Our national hymn, the Egyptian and the British anthem rang out from the afterdeck when we departed from the harbour at 8 o’clock in the morning and entered into the Suez Canal. The Northeast wind continued to blow; but the weather was fine and the thermometer showed 22° Celsius in the sun. The passage through the Canal does not offer beautiful impressions of the landscape but is interesting nevertheless because of its full desert character on both the African and Asiatic shores. On the right as well as on the left there is nothing but sand, glimmering yellow sand in which from time to time meagre grey-green bushes appear. On both sides a bare,  deserted plain continues seemingly without end, often the place of a treacherous Fata Morgana.

The first 20 kilometres one proceeds along Lake Menzaleh, separated only by a broad dam from the canal. Those who haven’t see it themselves will not be able to imagine the multitude of water foil that is milling around Lake Menzaleh during this time of the year: Thousands upon thousands of flamingos are standing immovable in the water, creating rose red walls; in between are flying large flocks of ducks and grebes while staid pelicans with imperturbable persistence watch for fish or fly lumberingly over the water. Most conspicuous are the huge number of sandpipers and plovers which appear, swift as an arrow flying from here to there, depending on the turns of their flights, as silvery glitters in the sun or as dark cloud and thus resemble a glittering silver band that flies in the sky.

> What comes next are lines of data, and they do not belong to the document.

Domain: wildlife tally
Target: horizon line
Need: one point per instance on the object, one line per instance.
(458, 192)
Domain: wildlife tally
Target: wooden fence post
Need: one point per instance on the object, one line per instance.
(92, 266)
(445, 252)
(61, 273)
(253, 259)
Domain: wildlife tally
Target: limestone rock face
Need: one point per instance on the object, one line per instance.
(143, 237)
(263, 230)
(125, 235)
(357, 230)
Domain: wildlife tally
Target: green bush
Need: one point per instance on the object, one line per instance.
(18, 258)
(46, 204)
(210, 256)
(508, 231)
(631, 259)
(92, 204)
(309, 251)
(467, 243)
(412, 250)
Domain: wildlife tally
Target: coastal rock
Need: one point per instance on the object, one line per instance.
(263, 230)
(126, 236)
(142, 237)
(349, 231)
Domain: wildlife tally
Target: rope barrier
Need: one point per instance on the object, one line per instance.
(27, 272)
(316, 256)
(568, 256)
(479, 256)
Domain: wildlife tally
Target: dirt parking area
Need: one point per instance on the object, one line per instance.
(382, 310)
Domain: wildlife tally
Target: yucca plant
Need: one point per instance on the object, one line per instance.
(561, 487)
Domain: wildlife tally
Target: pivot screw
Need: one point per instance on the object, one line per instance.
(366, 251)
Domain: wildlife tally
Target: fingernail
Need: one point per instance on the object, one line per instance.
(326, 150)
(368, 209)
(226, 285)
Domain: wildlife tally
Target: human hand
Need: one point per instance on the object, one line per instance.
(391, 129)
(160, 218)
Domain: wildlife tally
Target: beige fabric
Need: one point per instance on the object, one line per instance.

Having reached the end of Lake Menzaleh, the ship continues at half speed between numerous buoys along the narrow Suez Canal, that modern wonder of the world created by human energy and endurance in a relatively short span of time. Every 10 kilometres, there are passing points and signal stations, small neat looking houses adorned with verandas and enclosed by little green gardens. Officials of the canal company are living there while guarding and policing the canal. Signals for the ships are hoisted on large masts. Large excavation machines are labouring assiduously during the whole year to keep the canal bed in order as the pressure from the bank and the drifting sands deposited from the desert verge to silting up. The natives carry the excavated earth with camels to a deposit farther away – and there are important restoration works going on without interruption which explains the rather high fees ships have to pay for passage. Our ship register was reduced by a fee of 13.000 francs.

The Suez Canal company offered the courtesy to considerably speed up our journey by ordering all approaching steamships by telegraph to moor at the passing points to let us pass. This will not have improved the moods of the captains of those ships, so that probably many a strong word escaped from the sailors’ mouth when we passed the impatiently waiting ships at full speed and disappeared out of their view. A large English steamship ran into ground while mooring and was working hard without success with his engine to free itself as long as we were watching.

In the evening, „SMS Elisabeth“ reached Ismailia where the pilot was switched only to continue the journey without interruption. Of Ismailia we only saw a few houses located on the bank and a little vegetation which supplied an agreeable contrast to the monotonous desert. The sun set in horizon colours typical for this place, dark saffron and crimson reds. The large electric projectors were activated and illuminated our route bright as daylight, so that one could distinguish every single buoy from a great distance. In the bitter lake we drove up on an English four mast ship and had to wait for the end of the small bitter lake until three steamships had moored at the next stop. I remained on deck until 11 ’o´clock in the evening as I found it interesting to notice the exchange of the different signals between the stations and the ships as well as observing the skilled pilot, a compatriot from Porto Rè, navigate the ship on its often tortuous course.


  • Location: Ismaïlia, Egypt
  • ANNO – on 21.12.1892 in Austria’s newspapers. The Neue Freie Presse laments that there are no public but only religious holidays in Austria. While the English commemorate Guy Fawkes Night, the French their revolution and the Italian their constitution day, Austria-Hungary does not do so due to its strange composition of its member states. Still, on 20 December 1892, Austria-Hungary commemorated the 25th anniversary of its new constitution.
  • The k.u.k. Hofoperntheater is performing Luigi Manzotti’s ballet Excelsior.